One AUMF not addressed in Kaine’s bill is the 2001 AUMF that was passed for the war in Afghanistan and kicked off the War on Terror. The 2001 AUMF is by far the most abused and is still used today to fight ISIS, a group that didn’t exist when it was passed.
Earlier this week, Senator Kaine said Congress should reform the 2001 AUMF instead of repealing it, something the White House agrees with. Psaki told reporters on Friday that President Biden “agrees that the AUMF has been around for 20 years and it’s long overdue for it to be updated.”
The renewed focus on the AUMFs was sparked by Biden’s decision to bomb Syria last week. In a letter to Congress, President Biden did not cite a specific AUMF as the legal justification for the strike. Instead, he somehow claimed “self-defense” and said the action was within his legal authority as Commander in Chief.
The Trump administration had cited the 2002 Iraq AUMF as legal justification for the January 2020 assassination of Iranian Gen. Qasem Soleimani, who was killed by a US drone strike in Baghdad.

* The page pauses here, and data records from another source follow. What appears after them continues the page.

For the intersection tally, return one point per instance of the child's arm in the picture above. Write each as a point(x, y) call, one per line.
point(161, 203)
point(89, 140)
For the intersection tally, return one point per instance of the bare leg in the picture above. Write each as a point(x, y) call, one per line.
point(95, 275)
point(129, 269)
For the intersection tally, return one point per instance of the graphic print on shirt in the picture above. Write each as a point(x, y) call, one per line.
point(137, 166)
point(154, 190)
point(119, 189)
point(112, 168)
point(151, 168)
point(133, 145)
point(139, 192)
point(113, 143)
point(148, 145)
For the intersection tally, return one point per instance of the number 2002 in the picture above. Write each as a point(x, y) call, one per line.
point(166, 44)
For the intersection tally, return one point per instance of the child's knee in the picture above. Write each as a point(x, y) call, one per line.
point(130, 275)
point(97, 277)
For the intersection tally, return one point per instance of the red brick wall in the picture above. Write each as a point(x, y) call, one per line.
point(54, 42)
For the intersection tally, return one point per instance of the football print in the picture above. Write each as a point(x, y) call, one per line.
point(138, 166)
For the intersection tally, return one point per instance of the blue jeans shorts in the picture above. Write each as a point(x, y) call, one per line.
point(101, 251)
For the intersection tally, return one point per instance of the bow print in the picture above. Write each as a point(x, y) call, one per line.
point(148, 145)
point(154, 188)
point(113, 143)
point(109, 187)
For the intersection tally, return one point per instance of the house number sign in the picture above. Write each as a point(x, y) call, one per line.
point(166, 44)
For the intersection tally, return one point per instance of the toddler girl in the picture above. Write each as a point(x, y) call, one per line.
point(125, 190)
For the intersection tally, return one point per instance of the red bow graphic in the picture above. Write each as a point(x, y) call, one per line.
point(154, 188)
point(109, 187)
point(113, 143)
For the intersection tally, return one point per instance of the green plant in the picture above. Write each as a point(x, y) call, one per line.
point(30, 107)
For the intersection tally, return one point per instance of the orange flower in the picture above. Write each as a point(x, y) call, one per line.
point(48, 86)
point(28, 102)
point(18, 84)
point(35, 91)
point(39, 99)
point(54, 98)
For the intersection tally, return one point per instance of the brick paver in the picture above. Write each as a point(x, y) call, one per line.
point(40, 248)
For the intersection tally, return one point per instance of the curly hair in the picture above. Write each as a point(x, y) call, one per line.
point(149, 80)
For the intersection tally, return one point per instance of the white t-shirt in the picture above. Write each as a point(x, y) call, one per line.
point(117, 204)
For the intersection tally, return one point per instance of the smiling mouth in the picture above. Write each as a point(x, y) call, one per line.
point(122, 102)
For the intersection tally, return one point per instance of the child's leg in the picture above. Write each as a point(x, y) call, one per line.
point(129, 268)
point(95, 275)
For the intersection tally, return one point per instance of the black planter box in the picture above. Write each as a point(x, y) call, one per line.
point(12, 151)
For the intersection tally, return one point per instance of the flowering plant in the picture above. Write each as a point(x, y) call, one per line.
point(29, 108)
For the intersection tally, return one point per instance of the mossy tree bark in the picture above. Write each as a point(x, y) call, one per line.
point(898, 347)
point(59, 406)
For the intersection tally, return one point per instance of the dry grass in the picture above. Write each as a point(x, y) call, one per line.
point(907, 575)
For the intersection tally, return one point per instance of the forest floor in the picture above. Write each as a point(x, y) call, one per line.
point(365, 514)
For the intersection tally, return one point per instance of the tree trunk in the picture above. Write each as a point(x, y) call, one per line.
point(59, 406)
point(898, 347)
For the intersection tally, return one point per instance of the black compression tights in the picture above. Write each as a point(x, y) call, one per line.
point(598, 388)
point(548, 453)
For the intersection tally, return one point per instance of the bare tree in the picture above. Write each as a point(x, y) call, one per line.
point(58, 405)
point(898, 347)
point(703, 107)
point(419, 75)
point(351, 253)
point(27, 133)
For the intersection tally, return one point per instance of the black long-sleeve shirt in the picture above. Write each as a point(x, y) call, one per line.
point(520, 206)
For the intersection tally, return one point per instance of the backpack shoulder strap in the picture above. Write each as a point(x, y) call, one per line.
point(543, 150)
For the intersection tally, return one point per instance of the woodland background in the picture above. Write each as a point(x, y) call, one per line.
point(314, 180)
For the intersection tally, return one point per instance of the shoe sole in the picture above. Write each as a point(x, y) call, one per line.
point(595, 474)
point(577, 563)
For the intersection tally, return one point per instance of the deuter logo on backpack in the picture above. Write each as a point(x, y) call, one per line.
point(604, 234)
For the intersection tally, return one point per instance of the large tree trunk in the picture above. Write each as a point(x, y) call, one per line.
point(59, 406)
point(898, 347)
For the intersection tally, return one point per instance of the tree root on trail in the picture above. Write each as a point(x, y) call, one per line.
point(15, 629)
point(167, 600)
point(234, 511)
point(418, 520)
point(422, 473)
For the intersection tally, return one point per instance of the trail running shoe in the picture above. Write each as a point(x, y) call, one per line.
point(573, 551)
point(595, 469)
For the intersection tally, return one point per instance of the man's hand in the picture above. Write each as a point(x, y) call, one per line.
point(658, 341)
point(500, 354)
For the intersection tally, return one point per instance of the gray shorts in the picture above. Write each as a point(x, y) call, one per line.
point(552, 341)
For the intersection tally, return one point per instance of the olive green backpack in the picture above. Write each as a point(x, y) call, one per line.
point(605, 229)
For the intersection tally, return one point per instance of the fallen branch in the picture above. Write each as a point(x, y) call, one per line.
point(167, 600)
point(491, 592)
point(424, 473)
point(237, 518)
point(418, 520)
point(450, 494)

Biden Orders Temporary Limits on Drone Strikes Outside of War Zones
The Administration Is Reviewing US Counterterrorism Operations
(March 5, 2021) — President Biden has imposed temporary limits on drone strikes, and covert raids in country’s outside of major war zones as the new administration reviews the policies left by the Trump administration.
The limits mean the CIA and military must get permission from the White House before they carry out drone strikes or raids in places the US does not have a major military presence, like Somalia and Yemen. The limits don’t apply to Syria, Iraq, or Afghanistan.
The Biden administration has not announced these limits. The move was reported this week by The New York Times and The Washington Post. According to the reports, National Security Advisor Jake Sullivan imposed the limits on January 20th, the day President Biden was inaugurated.
The Trump administration loosened the rules of engagement for counterterrorism operations and airstrikes, giving the military more authority. This resulted in a record number of US airstrikes and raids in Somalia and Yemen.
According to the reports, the Trump-era rules did not require permission from the White House to carry out kill or capture missions. But the CIA or military did need the approval of the US ambassador in whichever country they were operating in.
The limits on drone strikes are part of the Biden administration’s broader review of US counterterrorism operations. According to National Security Council spokesperson Emily Horne, Biden has issued interim rules for the terror wars in the meantime.